Air Canada (TSX:AC) has experienced a tumultuous roller-coaster journey in the past several months. The flagship Canadian airline is not alone. The entire transportation sector and airlines in particular are in a crisis that this industry has never seen before due to the onset of COVID-19.
Strict quarantine restrictions, borders closed in almost every country around the world, and mounting health concerns surrounding travel are collectively leading to less-than-adequate passenger volumes.
Like its peers, Air Canada was already struggling with high debt levels, which might have become insurmountable due to the effects of this global health crisis. Substantial operational and maintenance costs without earnings make it almost impossible for airlines to survive, let alone thrive, during this time.
Capital markets to the rescue
Capital markets have been very supportive. At the beginning of June, the airline completed an equity and debt offering of $1.6 billion. It raised an additional $1.23 billion through private debt to further boost its liquidity. The airline is collectively sitting atop $9 billion of cash to help it weather the coronavirus crisis.
The move for liquidity might have made it possible for the stock to avoid hitting $0 on the Toronto Stock Exchange. The airline continues to burn through exceptionally high amounts of cash with no earnings to offset its expenses. The airline is making moves to reduce operational costs, canceling plane orders, and scaling down its workforce to remain alive.
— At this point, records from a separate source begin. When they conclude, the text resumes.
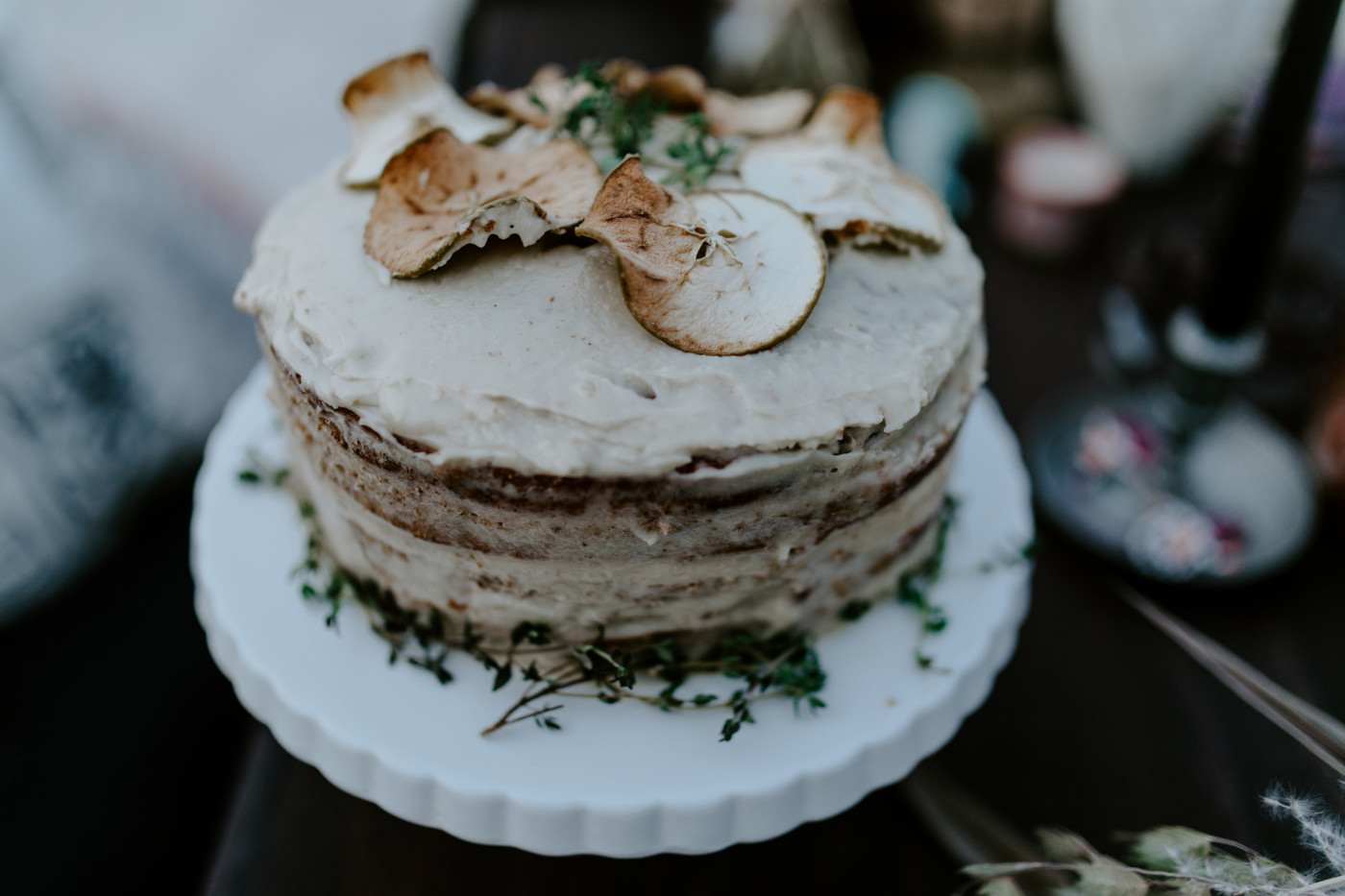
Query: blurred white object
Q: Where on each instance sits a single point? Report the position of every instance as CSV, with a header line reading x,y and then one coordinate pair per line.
x,y
241,97
1154,76
931,121
763,44
140,143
The developments, along with additional funding, helped the stock rally for a little while. Between May 13 and June 8, 2020, the stock climbed 65.89%. However, the climb was short-lived, and it is down by almost 27% since its June peak.
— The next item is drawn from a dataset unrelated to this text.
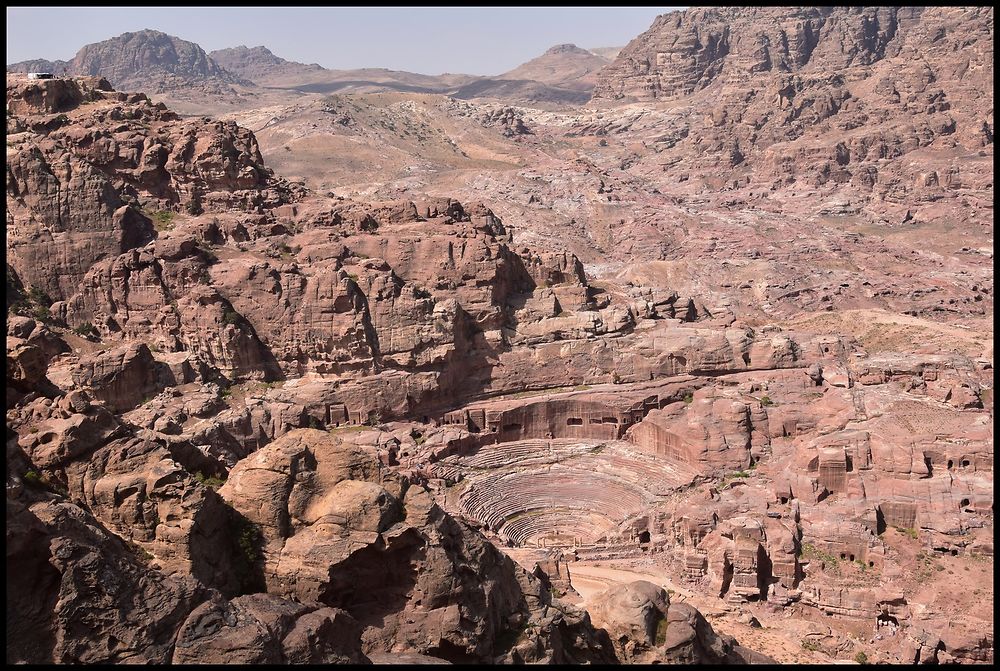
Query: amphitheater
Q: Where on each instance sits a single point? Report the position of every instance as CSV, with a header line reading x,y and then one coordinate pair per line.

Nowhere near out of the woods
All the fund-raising may help the airline increase its overall liquidity. Simultaneously, the increased liquidity has come at the cost of diluting current shareholder equity in the company. Air Canada also has to service and repay the massive new debt it has incurred in the form of bonds, notes, and debentures.
The airline’s underlying problems amid a pandemic that does not seem like it will end any time soon continues to spray jet fuel over the speculative fire for the stock market. Air Canada is a company that may be cheaper than it was a year ago, but it no longer possesses the fundamentals that might make it an attractive buy for investors.
Investors who continue to place their faith in the airline are banking on the stock to recover. There is a chance that airlines might recover substantially if borders open up. Still, there is speculation that people might not be too eager to travel immediately after lockdowns end (whenever they do). The health concerns might leave a lasting impact on many.
The management admits that it could take years for the company to regain its operational volumes and earnings from the pre-pandemic era — after the travel restrictions end. I think it would be best to avoid the stock if you are risk-averse. If you want to bet on the stock, I would only suggest investing what you are willing to lose.